Douglas Brown | Dec 01, 2022
Valuing transparency in food above all else, this 25-year-old organization is setting its sights on the latest food innovations such as precision fermentation.
The people and brands driving the natural and organic food industry’s enviable growth enjoy passionate support among consumers and peers. But it’s really the ingredients, rather than the product innovations, at the foundation of the industry’s bright parade of functional beverages, plant-based meats, novel chips, probiotic powders and more. If not for high-integrity ingredients and transparent supply chains, the natural and organic products industry would not exist.
The proliferation of this wealth of natural and organic products also depends on organizations such as the Non-GMO Project and the United States Department of Agriculture. Organizations’ investments in third-party certifications, seals and verification standards offer consumers the transparency that is essential for assessing ingredient and product integrity.
While a diversity of standards inform natural and organic food consumer choices, a categorical trio stands apart for their industry might: organic, non-GMO and the rising newcomer, regenerative agriculture.
Prior to the launch of The Non-GMO Project in 2007, consumer awareness about genetically modified organisms was nearly imperceptible. The Project started a movement, one fixed on educating about and advocating against the 10 crops that are genetically modified in the United States, including corn, soybeans, sugar beets, cotton and canola.
But a new target has emerged, and the Project is directing considerable resources and attention toward it: novel food ingredients that are created through processes such as precision fermentation.

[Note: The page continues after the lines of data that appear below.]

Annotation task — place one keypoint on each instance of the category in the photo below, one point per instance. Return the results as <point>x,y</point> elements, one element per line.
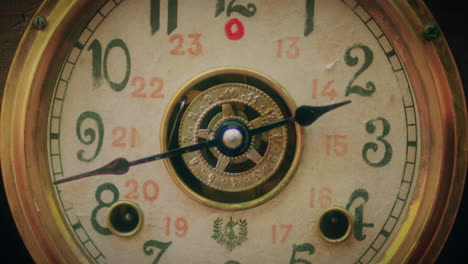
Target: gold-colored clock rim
<point>432,73</point>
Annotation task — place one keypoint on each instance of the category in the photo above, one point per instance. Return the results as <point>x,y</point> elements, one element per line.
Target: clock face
<point>232,132</point>
<point>129,88</point>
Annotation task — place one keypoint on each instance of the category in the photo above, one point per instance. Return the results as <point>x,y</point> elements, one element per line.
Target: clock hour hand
<point>304,116</point>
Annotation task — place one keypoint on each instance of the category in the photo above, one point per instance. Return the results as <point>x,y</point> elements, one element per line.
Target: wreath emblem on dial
<point>233,234</point>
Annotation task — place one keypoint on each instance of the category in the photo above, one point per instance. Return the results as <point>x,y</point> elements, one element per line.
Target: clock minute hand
<point>304,116</point>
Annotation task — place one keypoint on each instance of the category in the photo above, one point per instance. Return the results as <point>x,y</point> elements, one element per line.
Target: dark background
<point>14,16</point>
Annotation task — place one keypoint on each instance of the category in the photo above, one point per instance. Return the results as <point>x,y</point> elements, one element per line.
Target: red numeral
<point>121,140</point>
<point>325,197</point>
<point>289,47</point>
<point>150,190</point>
<point>275,231</point>
<point>336,145</point>
<point>157,85</point>
<point>180,224</point>
<point>327,90</point>
<point>133,185</point>
<point>195,48</point>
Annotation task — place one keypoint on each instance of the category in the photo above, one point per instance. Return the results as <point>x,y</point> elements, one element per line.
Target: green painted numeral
<point>155,13</point>
<point>310,11</point>
<point>306,247</point>
<point>359,213</point>
<point>162,246</point>
<point>353,61</point>
<point>370,128</point>
<point>96,49</point>
<point>99,65</point>
<point>247,11</point>
<point>88,137</point>
<point>101,204</point>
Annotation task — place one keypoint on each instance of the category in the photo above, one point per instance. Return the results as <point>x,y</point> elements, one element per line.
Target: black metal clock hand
<point>304,116</point>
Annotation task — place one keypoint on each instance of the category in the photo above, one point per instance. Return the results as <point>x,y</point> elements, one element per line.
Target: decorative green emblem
<point>227,235</point>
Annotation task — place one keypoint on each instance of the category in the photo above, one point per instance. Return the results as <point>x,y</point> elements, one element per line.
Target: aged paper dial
<point>216,88</point>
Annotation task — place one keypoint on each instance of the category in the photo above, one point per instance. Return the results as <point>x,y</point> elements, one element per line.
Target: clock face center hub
<point>233,137</point>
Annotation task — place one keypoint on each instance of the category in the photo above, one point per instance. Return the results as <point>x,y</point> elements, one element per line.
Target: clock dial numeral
<point>359,194</point>
<point>100,65</point>
<point>88,136</point>
<point>162,246</point>
<point>102,204</point>
<point>371,128</point>
<point>353,61</point>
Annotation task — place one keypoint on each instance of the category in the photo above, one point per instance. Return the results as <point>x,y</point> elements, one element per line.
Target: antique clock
<point>165,131</point>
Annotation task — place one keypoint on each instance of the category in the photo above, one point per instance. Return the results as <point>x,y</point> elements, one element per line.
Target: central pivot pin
<point>232,138</point>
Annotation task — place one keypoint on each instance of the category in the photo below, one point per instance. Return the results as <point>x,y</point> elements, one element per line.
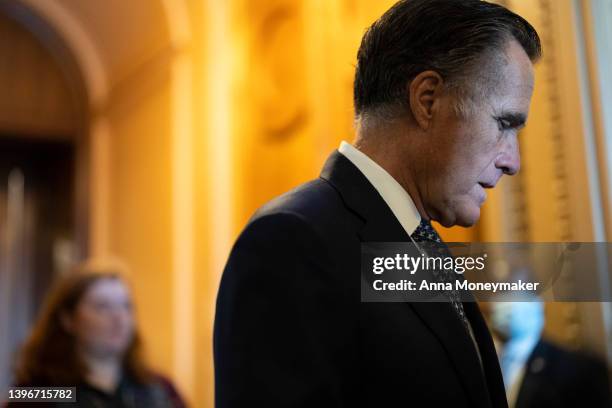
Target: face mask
<point>516,320</point>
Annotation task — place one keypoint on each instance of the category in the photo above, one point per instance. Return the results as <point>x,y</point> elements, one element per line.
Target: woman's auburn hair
<point>49,355</point>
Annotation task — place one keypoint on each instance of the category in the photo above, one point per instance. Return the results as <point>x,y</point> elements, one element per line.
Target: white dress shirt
<point>398,200</point>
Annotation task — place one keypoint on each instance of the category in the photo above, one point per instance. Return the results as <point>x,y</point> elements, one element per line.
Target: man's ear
<point>423,91</point>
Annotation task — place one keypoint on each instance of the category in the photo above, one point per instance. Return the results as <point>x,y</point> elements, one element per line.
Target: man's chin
<point>465,217</point>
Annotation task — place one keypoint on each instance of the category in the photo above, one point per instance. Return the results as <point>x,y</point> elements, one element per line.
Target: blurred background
<point>152,129</point>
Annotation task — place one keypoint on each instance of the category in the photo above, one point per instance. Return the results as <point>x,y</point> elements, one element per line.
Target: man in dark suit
<point>441,89</point>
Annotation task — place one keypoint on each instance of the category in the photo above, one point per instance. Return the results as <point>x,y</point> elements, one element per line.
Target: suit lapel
<point>380,225</point>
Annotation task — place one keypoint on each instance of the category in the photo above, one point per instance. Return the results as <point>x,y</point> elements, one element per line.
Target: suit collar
<point>358,194</point>
<point>380,225</point>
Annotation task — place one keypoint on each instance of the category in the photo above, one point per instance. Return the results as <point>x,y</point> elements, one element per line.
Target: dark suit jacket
<point>560,378</point>
<point>291,331</point>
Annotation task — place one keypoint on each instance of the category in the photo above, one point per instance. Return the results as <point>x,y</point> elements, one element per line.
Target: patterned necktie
<point>426,233</point>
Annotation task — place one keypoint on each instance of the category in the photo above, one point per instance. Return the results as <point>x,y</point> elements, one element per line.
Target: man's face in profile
<point>470,154</point>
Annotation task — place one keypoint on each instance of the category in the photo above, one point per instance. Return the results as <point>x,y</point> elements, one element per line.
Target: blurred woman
<point>86,337</point>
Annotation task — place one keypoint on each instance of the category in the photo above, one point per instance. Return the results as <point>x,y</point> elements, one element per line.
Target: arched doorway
<point>43,171</point>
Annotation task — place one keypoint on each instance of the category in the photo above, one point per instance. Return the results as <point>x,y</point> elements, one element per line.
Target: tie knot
<point>425,232</point>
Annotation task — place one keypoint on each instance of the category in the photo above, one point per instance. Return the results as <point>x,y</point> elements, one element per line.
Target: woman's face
<point>103,321</point>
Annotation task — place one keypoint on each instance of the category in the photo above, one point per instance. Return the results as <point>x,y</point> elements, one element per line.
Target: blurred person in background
<point>538,373</point>
<point>86,337</point>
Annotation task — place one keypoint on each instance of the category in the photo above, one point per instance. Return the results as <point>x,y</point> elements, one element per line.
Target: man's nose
<point>509,160</point>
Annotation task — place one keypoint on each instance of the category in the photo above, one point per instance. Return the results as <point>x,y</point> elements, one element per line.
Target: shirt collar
<point>394,195</point>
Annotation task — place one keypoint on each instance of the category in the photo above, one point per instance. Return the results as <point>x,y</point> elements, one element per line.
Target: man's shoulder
<point>315,206</point>
<point>313,201</point>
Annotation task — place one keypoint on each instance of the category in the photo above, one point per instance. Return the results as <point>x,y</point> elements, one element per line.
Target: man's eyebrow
<point>516,119</point>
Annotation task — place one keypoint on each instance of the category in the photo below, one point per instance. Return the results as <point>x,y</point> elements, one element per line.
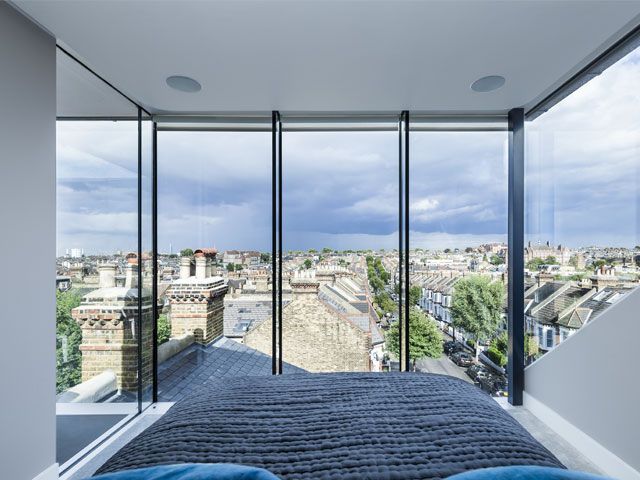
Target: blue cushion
<point>525,473</point>
<point>192,471</point>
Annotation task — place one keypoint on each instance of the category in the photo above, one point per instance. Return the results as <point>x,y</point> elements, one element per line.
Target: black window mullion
<point>515,266</point>
<point>139,282</point>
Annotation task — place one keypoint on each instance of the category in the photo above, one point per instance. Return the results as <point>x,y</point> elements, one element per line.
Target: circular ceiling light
<point>488,84</point>
<point>183,84</point>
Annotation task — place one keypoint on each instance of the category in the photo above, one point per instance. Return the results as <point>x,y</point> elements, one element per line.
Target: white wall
<point>27,243</point>
<point>591,381</point>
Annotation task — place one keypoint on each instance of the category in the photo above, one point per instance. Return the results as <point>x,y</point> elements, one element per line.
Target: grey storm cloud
<point>340,188</point>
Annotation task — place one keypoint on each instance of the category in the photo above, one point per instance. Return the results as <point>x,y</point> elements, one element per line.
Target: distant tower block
<point>197,302</point>
<point>108,319</point>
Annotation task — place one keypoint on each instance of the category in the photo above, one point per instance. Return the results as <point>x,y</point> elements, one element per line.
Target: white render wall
<point>591,380</point>
<point>27,243</point>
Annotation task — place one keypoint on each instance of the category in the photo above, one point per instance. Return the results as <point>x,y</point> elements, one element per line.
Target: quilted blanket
<point>338,425</point>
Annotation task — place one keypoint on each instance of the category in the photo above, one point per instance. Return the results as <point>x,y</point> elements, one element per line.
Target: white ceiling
<point>335,55</point>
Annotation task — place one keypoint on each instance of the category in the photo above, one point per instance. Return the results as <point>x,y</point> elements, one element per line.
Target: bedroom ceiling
<point>335,56</point>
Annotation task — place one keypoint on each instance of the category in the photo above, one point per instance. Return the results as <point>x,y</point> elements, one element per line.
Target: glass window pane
<point>146,264</point>
<point>458,253</point>
<point>582,206</point>
<point>214,237</point>
<point>340,234</point>
<point>97,211</point>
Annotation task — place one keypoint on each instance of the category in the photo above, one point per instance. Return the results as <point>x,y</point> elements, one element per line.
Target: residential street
<point>442,366</point>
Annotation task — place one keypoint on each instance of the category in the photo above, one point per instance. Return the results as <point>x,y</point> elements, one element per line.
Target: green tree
<point>384,303</point>
<point>164,329</point>
<point>535,263</point>
<point>425,338</point>
<point>496,260</point>
<point>68,339</point>
<point>415,294</point>
<point>531,348</point>
<point>501,343</point>
<point>551,260</point>
<point>376,283</point>
<point>477,307</point>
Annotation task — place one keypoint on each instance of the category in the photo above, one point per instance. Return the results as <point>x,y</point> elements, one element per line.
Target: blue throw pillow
<point>525,473</point>
<point>192,471</point>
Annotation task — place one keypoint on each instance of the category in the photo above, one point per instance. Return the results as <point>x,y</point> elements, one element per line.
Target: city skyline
<point>340,189</point>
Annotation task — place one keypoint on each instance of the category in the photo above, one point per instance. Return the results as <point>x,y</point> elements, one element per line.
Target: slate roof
<point>187,371</point>
<point>245,311</point>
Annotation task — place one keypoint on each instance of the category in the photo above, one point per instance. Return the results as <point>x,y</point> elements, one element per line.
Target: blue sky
<point>340,189</point>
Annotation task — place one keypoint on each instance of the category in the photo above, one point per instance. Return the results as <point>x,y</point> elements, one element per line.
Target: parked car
<point>462,359</point>
<point>495,385</point>
<point>500,388</point>
<point>477,371</point>
<point>451,347</point>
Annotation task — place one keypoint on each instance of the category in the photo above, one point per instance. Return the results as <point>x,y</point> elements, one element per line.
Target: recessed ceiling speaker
<point>488,84</point>
<point>184,84</point>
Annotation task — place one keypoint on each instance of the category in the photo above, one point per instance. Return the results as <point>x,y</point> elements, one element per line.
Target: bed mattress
<point>338,425</point>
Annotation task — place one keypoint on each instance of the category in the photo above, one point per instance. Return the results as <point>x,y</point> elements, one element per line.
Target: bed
<point>338,425</point>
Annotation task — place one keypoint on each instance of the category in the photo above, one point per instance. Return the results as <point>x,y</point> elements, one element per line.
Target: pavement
<point>442,366</point>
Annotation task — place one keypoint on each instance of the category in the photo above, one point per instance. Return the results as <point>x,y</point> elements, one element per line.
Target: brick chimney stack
<point>107,275</point>
<point>185,267</point>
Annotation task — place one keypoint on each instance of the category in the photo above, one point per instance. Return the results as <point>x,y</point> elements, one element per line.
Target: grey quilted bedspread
<point>340,425</point>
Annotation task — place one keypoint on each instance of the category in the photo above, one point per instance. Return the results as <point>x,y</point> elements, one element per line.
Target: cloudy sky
<point>340,189</point>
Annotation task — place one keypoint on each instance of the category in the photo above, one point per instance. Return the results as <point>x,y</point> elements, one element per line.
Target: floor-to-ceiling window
<point>98,335</point>
<point>340,240</point>
<point>582,253</point>
<point>458,250</point>
<point>214,256</point>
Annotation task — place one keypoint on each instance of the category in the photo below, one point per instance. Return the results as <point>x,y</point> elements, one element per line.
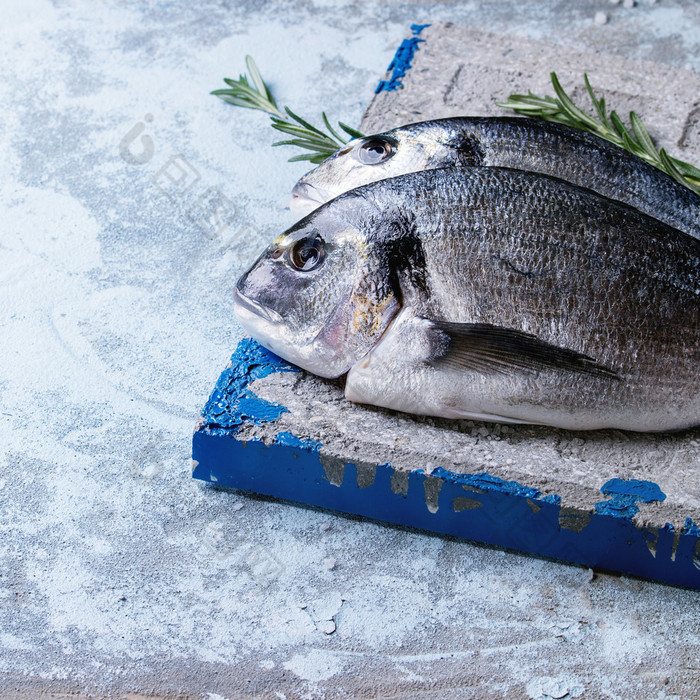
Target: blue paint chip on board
<point>486,482</point>
<point>625,494</point>
<point>403,58</point>
<point>232,403</point>
<point>690,528</point>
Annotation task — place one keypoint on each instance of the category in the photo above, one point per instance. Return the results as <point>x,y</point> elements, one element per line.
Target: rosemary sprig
<point>256,95</point>
<point>637,140</point>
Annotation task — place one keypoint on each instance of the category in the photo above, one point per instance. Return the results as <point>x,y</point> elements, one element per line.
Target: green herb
<point>254,94</point>
<point>608,126</point>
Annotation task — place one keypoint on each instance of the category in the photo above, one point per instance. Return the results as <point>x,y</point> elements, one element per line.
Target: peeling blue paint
<point>486,482</point>
<point>291,440</point>
<point>690,528</point>
<point>510,514</point>
<point>625,496</point>
<point>401,63</point>
<point>232,403</point>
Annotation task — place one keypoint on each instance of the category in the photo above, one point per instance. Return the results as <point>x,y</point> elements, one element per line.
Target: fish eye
<point>307,254</point>
<point>375,151</point>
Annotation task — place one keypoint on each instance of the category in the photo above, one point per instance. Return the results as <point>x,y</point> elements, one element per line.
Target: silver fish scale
<point>580,158</point>
<point>578,271</point>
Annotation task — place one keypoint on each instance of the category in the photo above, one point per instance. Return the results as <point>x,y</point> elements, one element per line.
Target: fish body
<point>488,293</point>
<point>511,142</point>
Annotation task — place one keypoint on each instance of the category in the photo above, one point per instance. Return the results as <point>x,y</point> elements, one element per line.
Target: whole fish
<point>512,142</point>
<point>490,294</point>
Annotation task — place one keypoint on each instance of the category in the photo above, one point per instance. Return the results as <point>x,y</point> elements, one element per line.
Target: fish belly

These ingredients are on the rise among some CPG brands for their use in plant-based meat and dairy products, but the Project has strong concerns about potential negative effects.
“We’re calling them the new GMOs, or GMO 2.0,” says Jade Vantreese, communications director for the Project. “We are advocates for consumer choice, and if [brands] make these products, [they should] label the GMOs and let consumers decide if they want to continue eating them. It’s difficult to say what [the ingredients] are, and what’s inside the food. We are for labeling and labeling transparency.”
Some of these processes, which essentially hatch animal proteins in labs, have been around for quite a while. Longstanding applications to the food industry include the manufacture of rennet used in cheese making. But volumes of these ingredients in foods like rennet represent tiny slivers of the overall ingredient list; in some of the new plant-based products, the volume percentage may reach much higher.
As little public research has been done evaluating the health effects of consuming large amounts of these products, the Project “has a ton of questions about how our bodies react to them, how we digest them, the nutritional content and overall process involved in making them,” says Vantreese.
Until these products and their impacts are clarified, the Project anticipates focusing on these ingredients, including what happens to the waste generated in their production.
Meanwhile, the organization is set to publish data through a project with SPINS that reveals that Non-GMO Project Verified frozen plant-based meats experienced explosive 70% growth during 2021, while alternative meats missing the Non-GMO Project’s butterfly seal saw only 10% growth.
“There’s so much innovation going on,” she says. “Our research shows that people are seeking out the butterfly in the plant-based space and other sectors as well.”
As negotiations around the 2023 Farm Bill heat up, a collaboration between the Project, Regenerate America and Kiss the Ground plans to invest significant resources toward advocating for regenerative agricultural practices that move away from GMOs and monocrops.
Embracing Non-GMO certification represents the “first step” toward going organic, says Vantreese.
“The more acreage we can transition away from GMO crops means the start to more organic, more regenerative, more social justice and economic equality. It’s a starting block.”
Just over half of consumers have heard of the claim non-GMO and know what it means, according to a recent survey by New Hope Network. Still, brands often use it on packaging with little to no explanation of what it stands for. Brands that not only get certified, but also put their Non-GMO Project Verified seals on the front of pack, build trust with consumers and increase recognition for this ingredient standard.